Narcissus Under a Saffron Sky
This is a poem of mine that appeared in the journal Lydwine. I’ve been writing somewhat apocalyptic poems for the last year or so…can’t imagine why:
Narcissus Under a Saffron Sky
The red sun, flinging saffron threads across the sky, lowers
to the curved horizon of mountains, sea, a sailboat bobbing
on the waves, stuck in the dead air. Its owner leans
over the edge, his fat knees planted like stakes
in the seat cushions, his face, slick and gray, as he looks
into the water, the swirling mass, the irredeemable, hard
malleability of it. With one flick of his wrist, he could toss
anything overboard, watch it fall into another realm
like Adam and Eve, flung from the garden, the angel’s sword
at their backs, the taste of sweetness corrupting on their tongues.
Even as they ate, innocence cracked, like a bone bent to breaking.
Oh you, my first parents, you who heard the voice of God
like a mother’s whispered song and were held in the arms of the Lord
like children by their father, what blurred reflection did you see
in that shiny fruit? What sound knelled in your ears as you scurried
into the newly wounded world? And how can I, the child of your child,
I who have not beheld the face of God, how can I know His voice?
I am part of the herd torn from the hollow of eternity, stained by the Fall,
that first turn away from goodness towards the flick of the serpent’s tongue.
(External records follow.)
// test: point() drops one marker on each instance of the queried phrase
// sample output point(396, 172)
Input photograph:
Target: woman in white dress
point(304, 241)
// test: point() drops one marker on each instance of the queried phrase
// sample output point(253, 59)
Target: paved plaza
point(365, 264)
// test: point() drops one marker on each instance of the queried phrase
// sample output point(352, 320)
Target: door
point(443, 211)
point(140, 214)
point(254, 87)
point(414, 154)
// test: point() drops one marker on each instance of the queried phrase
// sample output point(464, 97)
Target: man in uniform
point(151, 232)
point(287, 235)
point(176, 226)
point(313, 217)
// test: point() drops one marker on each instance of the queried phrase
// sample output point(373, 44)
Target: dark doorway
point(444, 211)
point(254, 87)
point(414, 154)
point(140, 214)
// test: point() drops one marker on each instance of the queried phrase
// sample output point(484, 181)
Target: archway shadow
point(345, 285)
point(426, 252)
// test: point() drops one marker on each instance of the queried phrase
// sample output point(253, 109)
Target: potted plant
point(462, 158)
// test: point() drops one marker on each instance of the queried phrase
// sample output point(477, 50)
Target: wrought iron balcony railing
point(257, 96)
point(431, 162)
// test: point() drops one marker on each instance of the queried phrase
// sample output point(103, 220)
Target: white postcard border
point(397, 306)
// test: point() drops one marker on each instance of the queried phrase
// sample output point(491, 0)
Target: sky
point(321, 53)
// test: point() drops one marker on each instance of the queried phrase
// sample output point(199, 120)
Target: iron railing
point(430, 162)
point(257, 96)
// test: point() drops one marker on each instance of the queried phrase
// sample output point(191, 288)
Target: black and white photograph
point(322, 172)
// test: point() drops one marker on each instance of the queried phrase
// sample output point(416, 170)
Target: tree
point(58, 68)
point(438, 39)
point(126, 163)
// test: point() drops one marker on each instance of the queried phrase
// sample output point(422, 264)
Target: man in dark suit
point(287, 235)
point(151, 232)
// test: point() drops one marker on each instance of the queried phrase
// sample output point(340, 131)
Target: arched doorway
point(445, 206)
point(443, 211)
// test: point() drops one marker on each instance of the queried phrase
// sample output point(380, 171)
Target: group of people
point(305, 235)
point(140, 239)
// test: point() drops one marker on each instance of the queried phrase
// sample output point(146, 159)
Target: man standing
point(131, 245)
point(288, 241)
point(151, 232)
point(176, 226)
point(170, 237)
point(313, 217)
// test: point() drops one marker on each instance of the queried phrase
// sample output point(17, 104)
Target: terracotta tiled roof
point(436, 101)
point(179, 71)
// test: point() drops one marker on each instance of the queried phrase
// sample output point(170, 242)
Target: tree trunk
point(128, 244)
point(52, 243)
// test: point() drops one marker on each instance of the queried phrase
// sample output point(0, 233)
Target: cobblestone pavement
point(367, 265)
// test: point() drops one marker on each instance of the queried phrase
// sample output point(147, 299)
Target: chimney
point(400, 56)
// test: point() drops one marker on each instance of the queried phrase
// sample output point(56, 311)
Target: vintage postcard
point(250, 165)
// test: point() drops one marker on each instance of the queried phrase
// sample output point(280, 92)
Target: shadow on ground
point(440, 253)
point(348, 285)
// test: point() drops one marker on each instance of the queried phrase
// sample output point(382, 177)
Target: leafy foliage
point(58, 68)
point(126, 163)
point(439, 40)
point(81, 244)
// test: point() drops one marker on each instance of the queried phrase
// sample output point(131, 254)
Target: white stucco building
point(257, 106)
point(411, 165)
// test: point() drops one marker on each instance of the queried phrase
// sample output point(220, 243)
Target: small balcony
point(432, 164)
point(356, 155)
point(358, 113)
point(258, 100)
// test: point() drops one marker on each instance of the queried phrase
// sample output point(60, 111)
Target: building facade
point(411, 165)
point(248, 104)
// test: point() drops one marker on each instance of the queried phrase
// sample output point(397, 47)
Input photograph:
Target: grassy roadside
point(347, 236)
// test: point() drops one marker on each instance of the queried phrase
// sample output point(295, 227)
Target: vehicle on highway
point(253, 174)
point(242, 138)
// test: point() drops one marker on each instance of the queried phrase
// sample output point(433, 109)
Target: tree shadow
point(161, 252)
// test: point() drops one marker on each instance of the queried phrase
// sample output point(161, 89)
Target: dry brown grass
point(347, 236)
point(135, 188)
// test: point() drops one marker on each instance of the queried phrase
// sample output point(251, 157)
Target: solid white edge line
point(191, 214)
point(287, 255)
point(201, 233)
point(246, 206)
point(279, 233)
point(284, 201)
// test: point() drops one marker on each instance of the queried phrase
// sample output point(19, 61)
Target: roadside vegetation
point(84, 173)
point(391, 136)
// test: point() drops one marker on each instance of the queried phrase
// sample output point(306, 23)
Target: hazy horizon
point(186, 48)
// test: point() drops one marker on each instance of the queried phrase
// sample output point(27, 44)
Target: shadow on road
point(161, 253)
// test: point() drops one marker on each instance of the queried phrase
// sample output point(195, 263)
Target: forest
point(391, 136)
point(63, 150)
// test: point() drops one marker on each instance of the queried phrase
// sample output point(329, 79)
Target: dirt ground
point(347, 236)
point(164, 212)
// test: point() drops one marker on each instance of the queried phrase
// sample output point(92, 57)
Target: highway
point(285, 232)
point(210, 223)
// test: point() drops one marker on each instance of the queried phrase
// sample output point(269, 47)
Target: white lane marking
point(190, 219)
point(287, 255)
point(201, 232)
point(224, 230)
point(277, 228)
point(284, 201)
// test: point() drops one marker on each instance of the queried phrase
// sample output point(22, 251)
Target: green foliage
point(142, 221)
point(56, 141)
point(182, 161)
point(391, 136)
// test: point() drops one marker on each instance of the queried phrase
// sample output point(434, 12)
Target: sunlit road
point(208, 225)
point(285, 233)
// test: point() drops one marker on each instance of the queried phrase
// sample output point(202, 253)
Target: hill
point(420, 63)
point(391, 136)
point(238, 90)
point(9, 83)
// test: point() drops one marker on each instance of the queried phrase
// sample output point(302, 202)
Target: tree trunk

Now, priests prepare for a black mass and we throw babies into the deep,
insatiable chasm, slick with other sacrifices. Like our first parents,
like Narcissus, we kneel at the lake, stare at shiny things. We gaze
upon ourselves, the dead already forgotten, the world only a frame,
the stakes unseen. The man in the boat kneels toward his own reflection
while the sky is lit with stars and the horizon curves back to the garden.
The cross rises from the hollow of eternity. The angel's sword is sheathed.
Adam and Eve are naked again, sated. The serpent is silent. And all of us,
their children, are clear eyed, unherded, our souls retrieved
by the hard malleability of that strange grace
that restores innocence, bone by bone, face by face.